Seid Ihr auch schon mal über den Begriff »trockenes Öl« gestolpert? Die gibt es wirklich: Manchmal werden Öle, die mehr als 50 Prozent ungesättigte Fettsäuren enthalten so bezeichnet – zum Beispiel Weizenkeimöl. Sie sollen schneller einziehen. Andere, wie Sesam- oder Aprikosenkernöl, enthalten weniger davon und wirken deshalb »fettiger«. Sie werden deshalb auch gerne als Basis für Massageöle verwendet. Fast alle Körperöle eignen sich auch bestens als Massageöle – eine feine Beschäftigung für dunkle Wintertage, die Körper und Seele gleichermaßen zugute kommt.
Aufstrich für die Haut
Wem die Körperlotion zu leicht und das Öl zu »schlippschig« ist, hat noch eine weitere natürliche Option: Die so genannte Body-Butter. Die feste Pflege aus Ölen, Fetten und Wachsen schmilzt erst im Kontakt mit der warmen Haut. Sie ist sowohl in Dosen, als auch in Stückform erhältlich. Die klassischen Rezepturen sind wasserfrei, Shea- und Kakaobutter sind oft die Basis. Auch Body-Butter gibt es pur sowie in fein bedufteten Varianten. Wenn Ihr ein wasserfreies Produkt haben möchtet, schaut – zumindest bei Dosen und Gläsern – noch mal auf die Zutatenliste: Der Übergang zwischen reichhaltigen Körpercremes und Körperbutter ist nämlich ein bisschen unscharf.
Einziehen und anziehen
Sowohl Körperöle als auch Body-Butter werden am besten gleich nach Dusche oder Bad in die noch leicht feuchte Haut einmassiert. Dann können die wasserfreien Produkte nämlich schnell und besonders gut auch in tiefere Hautschichten einziehen und dort ihre pflegende Wirkung entfalten.

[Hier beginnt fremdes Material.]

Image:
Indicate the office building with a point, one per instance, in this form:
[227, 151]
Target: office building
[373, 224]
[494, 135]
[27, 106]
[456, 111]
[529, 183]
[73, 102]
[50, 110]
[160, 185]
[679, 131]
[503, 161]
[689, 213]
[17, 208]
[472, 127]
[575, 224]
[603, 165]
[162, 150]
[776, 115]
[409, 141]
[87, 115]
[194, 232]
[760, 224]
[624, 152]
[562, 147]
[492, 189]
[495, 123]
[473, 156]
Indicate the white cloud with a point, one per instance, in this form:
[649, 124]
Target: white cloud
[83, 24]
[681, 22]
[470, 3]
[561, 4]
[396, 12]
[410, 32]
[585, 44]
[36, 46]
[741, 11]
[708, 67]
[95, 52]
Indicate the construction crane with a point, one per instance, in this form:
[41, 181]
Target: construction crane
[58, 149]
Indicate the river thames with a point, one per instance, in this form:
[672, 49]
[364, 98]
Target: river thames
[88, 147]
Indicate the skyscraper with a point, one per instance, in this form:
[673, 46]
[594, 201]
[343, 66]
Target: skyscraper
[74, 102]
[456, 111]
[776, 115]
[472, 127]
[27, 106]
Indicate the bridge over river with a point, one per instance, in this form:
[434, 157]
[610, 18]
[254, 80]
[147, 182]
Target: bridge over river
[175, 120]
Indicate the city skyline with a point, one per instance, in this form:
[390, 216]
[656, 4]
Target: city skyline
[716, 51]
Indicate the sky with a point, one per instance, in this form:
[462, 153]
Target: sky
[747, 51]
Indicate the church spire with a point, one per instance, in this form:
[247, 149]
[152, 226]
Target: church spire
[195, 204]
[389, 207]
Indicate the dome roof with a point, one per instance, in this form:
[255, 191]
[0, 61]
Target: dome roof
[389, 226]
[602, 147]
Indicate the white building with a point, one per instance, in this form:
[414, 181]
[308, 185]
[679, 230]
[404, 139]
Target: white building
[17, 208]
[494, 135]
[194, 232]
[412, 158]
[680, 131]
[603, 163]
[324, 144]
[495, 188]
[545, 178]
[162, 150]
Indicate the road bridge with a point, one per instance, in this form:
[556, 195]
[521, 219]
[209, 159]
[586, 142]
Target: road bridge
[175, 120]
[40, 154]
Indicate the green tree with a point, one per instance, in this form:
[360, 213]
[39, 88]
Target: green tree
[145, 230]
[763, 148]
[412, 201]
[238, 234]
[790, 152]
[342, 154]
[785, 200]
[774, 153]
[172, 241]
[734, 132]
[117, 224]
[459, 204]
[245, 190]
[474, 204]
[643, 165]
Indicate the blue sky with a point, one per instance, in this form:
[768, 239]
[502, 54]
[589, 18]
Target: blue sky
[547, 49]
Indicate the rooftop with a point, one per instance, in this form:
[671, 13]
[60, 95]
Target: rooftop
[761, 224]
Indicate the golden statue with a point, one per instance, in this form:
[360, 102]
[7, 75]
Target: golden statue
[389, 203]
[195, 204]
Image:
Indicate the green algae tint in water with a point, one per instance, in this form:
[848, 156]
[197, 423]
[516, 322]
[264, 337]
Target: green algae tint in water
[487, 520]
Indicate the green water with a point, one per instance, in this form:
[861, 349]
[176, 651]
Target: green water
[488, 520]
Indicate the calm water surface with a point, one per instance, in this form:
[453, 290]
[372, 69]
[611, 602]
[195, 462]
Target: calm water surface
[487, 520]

Es spricht einiges dafür, die große, liebevolle Cremerei nicht in der morgendlichen Hektik, sondern gemütlich am Abend zu erledigen. Das Luftbad im gemütlich warmen Badezimmer genießt die Haut sehr. Übrigens, habt Ihr eine Uhr im Badezimmer? Wetten, dass die »gefühlte Einziehzeit« länger ist als die reale? Und wo wir gerade beim Wasser sind: Es ist unheimlich verlockend, sich in einem heißen Bad oder mit einer ausgiebigen heißen Dusche aufzuwärmen, gerade wenn man – wie fast die ganze Bioboom-Redaktion – zu den so genannten Frostkötteln gehört, die winters selbst drinnen am Schreibtisch einen dicken Schal tragen und ihren heißen Teebecher umklammern. Doch leider werden so auch die hauteigenen Lipide aus den oberen Hautschichten gelöst, was für die Haut mehr Trockenheit und zusätzlichen Stress bedeutet.
Bioboom-Fazit: Ob Körperlotion, ‑öl oderBody-Butter – sie alle versorgen die gestresste Haut im Winter mit einer dringend benötigten Portion Extra-Pflege. Wer dabei auf Naturkosmetik setzt, kann sicher sein, dass der Verwöhn-Effekt auch nachhaltig ist.